US Dept of Ed Says 2016 Spending Bills Hurt Access to Preschool


The 2016 House and Senate Spending Bills could cause upwards of 100,000 children from low and middle-income families to lose access to quality preschools, claims the US Department of Education.

Despite evidence supporting the importance of early learning in childhood, House and Senate committees have recently commissioned spending bills that include large cuts to programs in a number of areas, including health care, public health and safety, job training, and education.  Preschool Development Grants, a program that is currently working to boost the high-quality preschool programs available in over 200 low-income communities throughout 18 states, would be completely cut by both bills.

“Congress is moving forward with a plan that would take critical early learning opportunities from the children who need it the most – delaying their learning by a year and missing an opportunity to chip away at the educational gaps that exist for children from low- and moderate income families. These children and their families cannot afford to wait for Washington to decide whether or not they get the right start for success,” Said U.S. Secretary of Education Arne Duncan.
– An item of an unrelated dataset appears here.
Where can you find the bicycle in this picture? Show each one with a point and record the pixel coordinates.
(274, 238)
According to data from the US Department of Education, taking funding away from states in need during the last two years of the grants would leave almost 43,000 children in underfunded preschool programs as well as put an end to plans to serve another 60,000 children.

Meanwhile, the President’s Budget suggests a separate course of action which could expand the program to 26-32 additional applicants, including states, the Bureau of Indian Education, tribal educational agencies, territories, and the Outlying Areas.  An additional 350,000 children would gain access to high-quality preschool programs over the next four years.
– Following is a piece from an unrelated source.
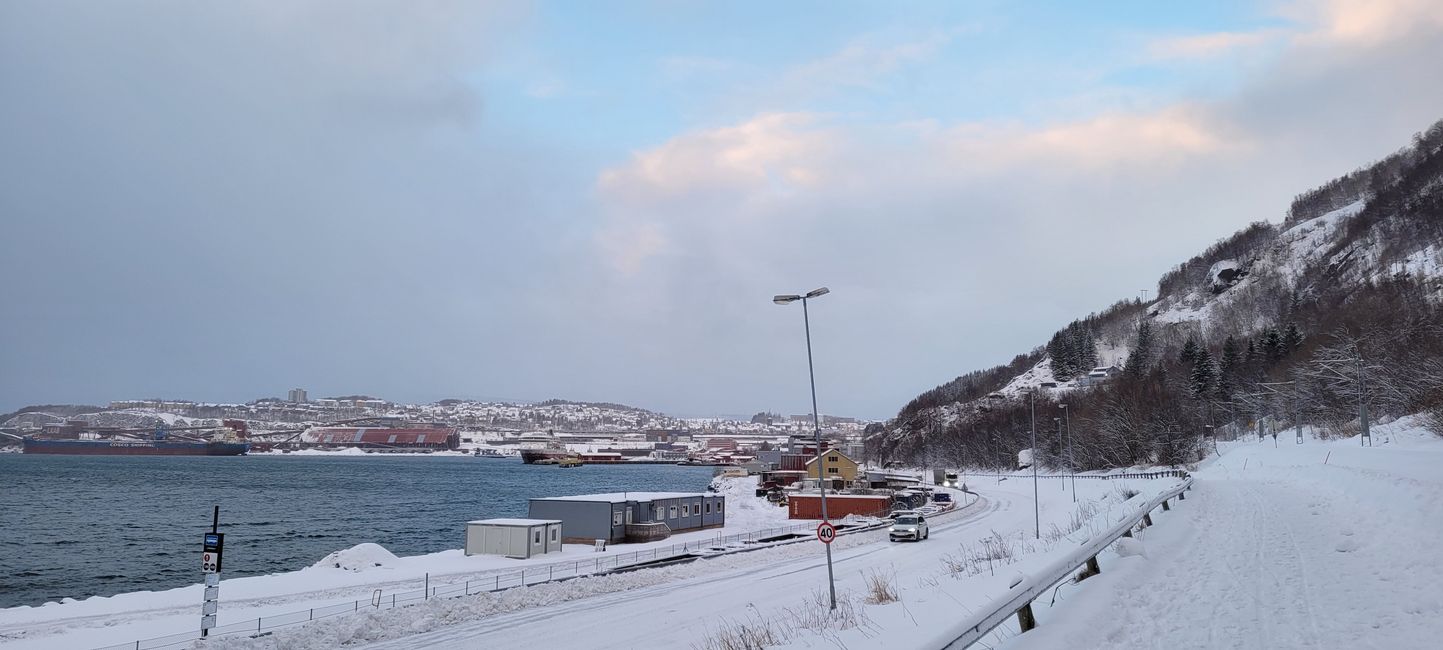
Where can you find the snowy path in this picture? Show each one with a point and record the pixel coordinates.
(1289, 553)
(667, 616)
If funding for this program is taken away, the DOE reports that the 18 states that are currently participating in programs funded by such grants would lose access to a portion of over $640 million pledged in state and local funding.  The Preschool Development Grant programs require “matching funds” to be made by additional State and local financial commitments, which would be lost if the grants come to an end.

Access to high-quality preschool programs offers children the ability to succeed later in life, the Department says, because it is the period where important developments in reasoning, language acquisition, and problem solving occur.  The developmental window is of particular importance for children from low-income families, as they typically start kindergarten 12 to 14 months developmentally behind their peers in the areas of pre-reading and language skills.